A premeditated first-degree murder indictment will stand against an Oakdale woman who's already spent four years in prison for killing her newborn baby, but what happens next will be watched closely in Minnesota courtrooms.
Nicole Marie Beecroft was a 17-year-old high school senior when she was found guilty of first-degree murder and sentenced in 2008 to mandatory life in prison without parole for stabbing the girl as many as 135 times and throwing the infant into a trash can outside her house.
Now, whether Beecroft ever walks free depends on interpretations from a landmark U.S. Supreme Court ruling last summer that cast doubt on state laws that require life without parole for juvenile murderers. While not excluding mandatory sentences, the ruling said courts must consider mitigating factors of youth before imposing sentences.
"It's particularly a textbook example of what is wrong with mandatory sentences that don't allow any consideration of individual circumstance or culpability," said Barry Feld, a University of Minnesota law professor specializing in juvenile justice. "Because the Supreme Court said mandatory sentences violated the Constitution, half the states in the country are scrambling. We're in this bind now that she could be tried but she couldn't be sentenced under the only sentencing provision available if she was convicted of Murder 1."

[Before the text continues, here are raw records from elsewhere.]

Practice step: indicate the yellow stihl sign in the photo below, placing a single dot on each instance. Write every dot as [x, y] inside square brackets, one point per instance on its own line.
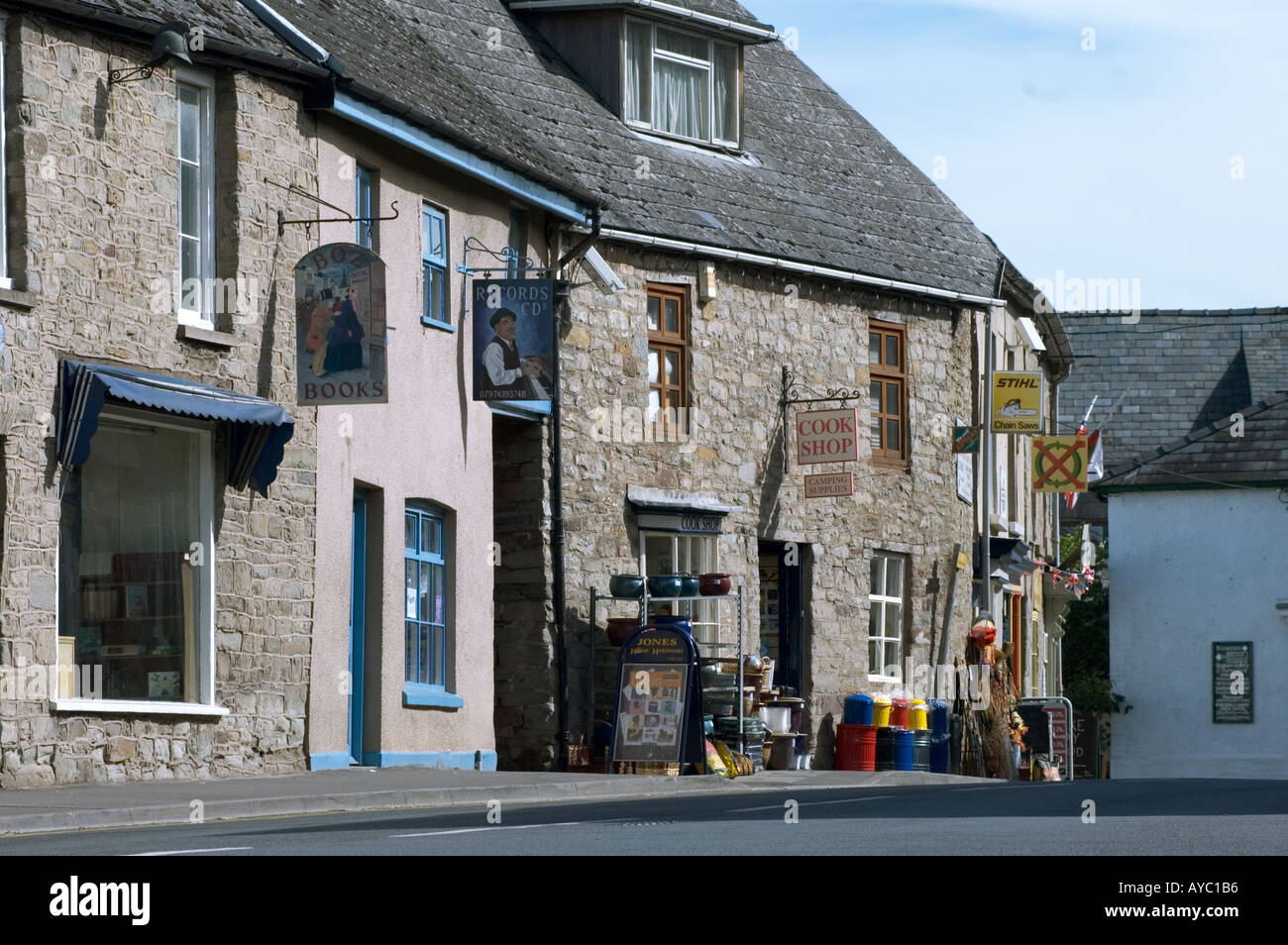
[1017, 402]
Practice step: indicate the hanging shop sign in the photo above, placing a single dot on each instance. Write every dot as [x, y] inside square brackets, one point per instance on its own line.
[1059, 464]
[1017, 402]
[340, 331]
[658, 713]
[1232, 682]
[513, 339]
[827, 435]
[827, 484]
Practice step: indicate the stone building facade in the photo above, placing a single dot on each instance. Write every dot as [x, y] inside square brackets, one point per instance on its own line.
[732, 452]
[94, 240]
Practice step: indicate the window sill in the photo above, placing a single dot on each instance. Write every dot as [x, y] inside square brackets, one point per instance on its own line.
[13, 296]
[206, 336]
[136, 707]
[423, 694]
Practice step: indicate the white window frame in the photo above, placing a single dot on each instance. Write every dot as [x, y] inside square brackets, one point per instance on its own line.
[706, 614]
[707, 64]
[5, 280]
[205, 85]
[204, 578]
[884, 600]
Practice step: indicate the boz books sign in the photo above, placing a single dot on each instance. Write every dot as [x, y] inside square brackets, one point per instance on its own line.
[340, 326]
[513, 339]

Similar scenarios could play out elsewhere in Minnesota this year as at least a dozen murderers convicted when they were teenagers could argue that the high court's Miller vs. Alabama ruling struck down the state law under which they were sentenced. Feld predicts the Legislature this session will have to rewrite the mandatory sentencing law that sent Beecroft and others to prison, bringing it into line with the high court's conclusion.
In May, a closely divided Minnesota Supreme Court ordered a new trial for Beecroft on grounds that interference from the Dakota County attorney and a medical examiner not connected with the case undermined her defense.
Looking more mature
On Friday, Beecroft entered a Washington County courtroom looking more mature than the day in December 2008 when, wearing pigtails, she was sent to Shakopee prison for the rest of her life. Wearing eyeglasses and a dark green jail suit, Beecroft sat quietly beside her attorneys, public defenders Luke Stellpflug and Christine Funk.